For years and years, through the people you save, and through their people, you do good.


Below are notes and pictures from the family



Coleman and family


movie poster

Hi, here’s my short bio about myself:)

I am 32 years old and live in St. Louis, Missouri. I have my Masters in Social Work and work for the state of Illinois. I am passionate about my work and am one of the fortunate ones who enjoys their job everyday! I am extremely social, love trying new restaurants and going to new fun spots in the city. I love traveling and keep myself pretty busy with an active social life.

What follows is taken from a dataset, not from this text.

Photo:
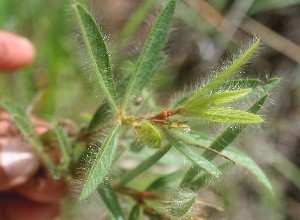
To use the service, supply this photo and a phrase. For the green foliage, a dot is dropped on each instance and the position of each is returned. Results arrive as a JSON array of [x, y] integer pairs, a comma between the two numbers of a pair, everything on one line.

I loved your book, Two Tankers Down, as well as the movie, The Finest Hours. I grew up spending a lot of time at my grandparents house, and spending a lot of time with Gramps, that’s what his grandkids called him. I had heard the story about his shipwreck, but too be perfectly honest, as a child I thought it was a, “tall tale” that gramps had embellished to make a good story. I mean how can a tanker break in half, stay afloat, and the crew steered it??? That was the most amazing part to me about this story, the unbeliveablenuss and what a brave man my grandfather was. In the years where he spent watching all of us, he didn’t have any desire to travel or at sometimes really leave the house. He would always say,” I’ve been everywhere, some places twice, I want to stay home and be with my family.” At the time I couldn’t begin to understand what he meant, but I knew that we were the most important thing to him, and that was really all that mattered. There are a million great things I could say about gramps; he was funny, kind, mild mannered, and loving, but above all he had integrity, compassion, and a love for knowledge and those are things I’ve always strived to posses as well. Thank you for your research into the Pendleton, and making my grandfather live for eternity in your writings!

Amanda Kraner

Hello Robert,

My name is Chad Kraner and I am Ray’s grandson. My mother is Laura Steele Kraner and I am 31 years old. I was very excited to hear the news the Disney was making a movie about the Pendleton. It was a story all of us grandkids loved to hear my Grandpa tell. My Grandfather was an extremely kind man and had a great sense of humor. I can remember sitting on his front porch watching cars go by and trying to guess which direction the next car would come from. Every time we would come to visit he would give us a dollar before we left and it just meant the world to me. We had so many good times playing wiffle ball in the back yard or watching Notre Dame football games. I’m smiling now thinking about all of the memories with Gramps and I miss him a lot. I know he would have loved reading your book and reading it to the next generation of Steeles to tell them the story of the SS Pendleton.